Mayor Joe Deets wondered about police follow-up with sexual assault allegations made at the high school level. Clark said that was a concern when he first started at BIPD, and he has worked to provide support for those victims. The department now has a Community Health navigator who works with domestic violence and sexual assault victims. Bainbridge Youth Services also helps “focus on those individuals and their needs.”
BIPD statistics show the navigator received 152 referrals for adults and 55 for youth last year. By far the most-often need was mental health with 87.
DV and behavioral health calls surprisingly dropped during the COVID-19 pandemic, Clark said, but the number of arrests actually went up.
With fewer people on the road during COVID those showed up in statistics: Collisions went down from 230 in 2018 to 156 last year and impaired driving dropped from 65 to 18.
Also due to COVID, police were asked to reduce contact with community, limiting stops to serious violations, Clark said. Therefore, traffic stops and citations have gone way down.
Even before COVID, Clark said the philosophy on BI has been education over enforcement. So, unless they are a repeat offender, most people get warnings with just 17 percent getting tickets. He said numbers from a few years ago probably were inflated because a few officers enjoyed doing traffic more than other parts of the job.
Calls to 9-1-1 were down 11 percent last year, but are returning to pre-COVID levels, he said.

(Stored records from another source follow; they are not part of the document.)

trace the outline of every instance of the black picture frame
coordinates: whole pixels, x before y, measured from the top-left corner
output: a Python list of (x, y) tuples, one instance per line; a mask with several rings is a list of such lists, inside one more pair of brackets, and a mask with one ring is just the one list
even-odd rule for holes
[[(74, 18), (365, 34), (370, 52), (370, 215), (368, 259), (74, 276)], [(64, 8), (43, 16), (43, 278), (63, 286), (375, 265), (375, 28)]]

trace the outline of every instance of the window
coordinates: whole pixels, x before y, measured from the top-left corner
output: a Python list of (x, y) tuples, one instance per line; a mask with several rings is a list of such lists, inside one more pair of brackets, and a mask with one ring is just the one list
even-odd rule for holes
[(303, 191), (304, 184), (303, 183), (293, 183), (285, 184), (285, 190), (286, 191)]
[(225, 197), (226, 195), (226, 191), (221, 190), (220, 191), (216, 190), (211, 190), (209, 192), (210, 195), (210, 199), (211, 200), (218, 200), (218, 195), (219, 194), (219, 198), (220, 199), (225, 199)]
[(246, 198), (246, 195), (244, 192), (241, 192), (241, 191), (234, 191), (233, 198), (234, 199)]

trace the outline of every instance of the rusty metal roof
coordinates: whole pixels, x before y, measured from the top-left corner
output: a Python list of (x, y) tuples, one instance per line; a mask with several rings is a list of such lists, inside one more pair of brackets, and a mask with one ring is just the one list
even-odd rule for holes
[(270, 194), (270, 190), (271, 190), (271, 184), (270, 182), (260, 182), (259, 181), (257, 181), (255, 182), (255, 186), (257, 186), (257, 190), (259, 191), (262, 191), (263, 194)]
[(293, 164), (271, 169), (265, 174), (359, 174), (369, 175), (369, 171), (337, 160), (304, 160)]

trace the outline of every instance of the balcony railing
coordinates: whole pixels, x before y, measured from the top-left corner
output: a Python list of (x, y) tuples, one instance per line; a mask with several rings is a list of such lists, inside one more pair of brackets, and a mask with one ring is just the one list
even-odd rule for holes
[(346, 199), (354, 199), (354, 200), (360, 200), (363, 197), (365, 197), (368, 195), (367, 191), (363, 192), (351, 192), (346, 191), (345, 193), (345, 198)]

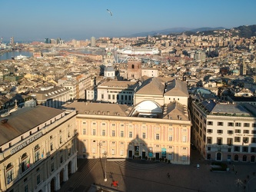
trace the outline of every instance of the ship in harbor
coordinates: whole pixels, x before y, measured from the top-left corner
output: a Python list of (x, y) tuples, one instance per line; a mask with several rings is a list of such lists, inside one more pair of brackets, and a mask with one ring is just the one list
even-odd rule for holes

Clark showed that crimes against people have dropped since 2012, but, “We have seen a spike in property crimes.” Car prowls, along with mail and package theft, are up. “It’s a trend throughout the county,” he said, adding that such crimes at trailheads are an issue statewide. Those occur in remote locations and “easily go unnoticed.” To combat the crime, BI has put up cameras at trailheads where smash-and-grab crimes are being committed.
Finally, like everywhere else, the BIPD has had issues staffing a full force of 24 officers. There are four openings now. Six left the force last year, with three changing careers, two moving closer to family and another having a better career opportunity on another force.
“It’s a competitive market out there,” he said of hiring police. “We’re moving quickly but carefully” because we want new officers to be a good fit here.